The structure of the covert communication system is illustrated in Fig. 3, primarily consisting of a covert channel transmitter, receiver, and a public channel. The sender, Alice, and the authorized user, Bob, pre-share the same encryption key. At the transmitter, the covert signal, processed by chaotic digital encryption, undergoes power adjustment via a variable optical attenuator (VOA) to ensure its power is 12.8 dB lower than that of the public channel, thereby achieving signal concealment. The covert signal is then coupled into the public channel using an optical coupler (OC 3) and transmitted over 50 km of single-mode fiber (SMF). At the receiver, Bob employs dispersion-compensating fiber (DCF) to precisely counteract the chromatic dispersion introduced during transmission. The covert signal is then extracted from the public channel using an optical filter, and finally, the original covert signal is recovered by matching the dispersion value with the chaotic digital decryption process.
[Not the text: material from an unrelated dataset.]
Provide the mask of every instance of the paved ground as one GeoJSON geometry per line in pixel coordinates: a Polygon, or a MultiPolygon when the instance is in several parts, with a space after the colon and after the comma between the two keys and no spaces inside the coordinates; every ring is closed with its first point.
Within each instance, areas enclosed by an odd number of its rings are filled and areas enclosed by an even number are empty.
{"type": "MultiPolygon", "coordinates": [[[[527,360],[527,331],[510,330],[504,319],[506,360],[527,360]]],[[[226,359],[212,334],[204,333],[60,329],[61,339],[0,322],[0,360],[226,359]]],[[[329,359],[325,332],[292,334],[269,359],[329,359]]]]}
The simulation results demonstrate that when the covert channel’s power is 12.8 dB lower than that of the public channel, the covert signal becomes completely hidden in the frequency domain [Fig. 7(a)], preventing eavesdroppers from detecting its presence through spectral observation. Without compensating for the dispersion introduced by the covert channel’s encryption or isolating the two branches of the covert signal, the covert channel exhibits noise-like characteristics in the time domain [Fig. 8(a)]. Even if an eavesdropper demodulates the public channel and examines its eye diagram, the comparison of eye patterns reveals no detectable trace of the covert channel (Fig. 9). Furthermore, the covert channel introduces only a 0.5 dB power penalty to the public channel [Fig. 10(a)]. When the received optical power of the covert channel reaches -10 dBm, error-free reception is achieved, and the impact of chaotic digital encryption on transmission performance is negligible [Fig. 10(b)].

Facing these rapidly growing demands for information transmission security and covertness driven by the continuous evolution of information technology, we propose an optical covert communication system based on the integration of chaotic digital encryption and ASE light. Owing to its inherent randomness, sensitivity to initial conditions, and unpredictability, the chaotic system serves as an ideal choice for enhancing information confidentiality. By applying chaotic digital encryption to covert signals and then modulating them onto ASE light for covert transmission, this scheme provides dual-layer security protection concealment and confidentiality thereby strengthening the overall system security. Simulation results demonstrate that by adjusting the power of the chaotic digitally encrypted signal carried by ASE light to be 12.8 dB lower than that of the public channel, the covert signal can be effectively hidden in both frequency and time domains, while introducing only a 0.5 dB power penalty to the public channel. Furthermore, the proposed scheme achieves a key space of up to 10⁸⁷, enabling robust resistance against brute-force attacks by eavesdroppers even when they are aware of the covert channel’s existence. This provides a solid safeguard for information security.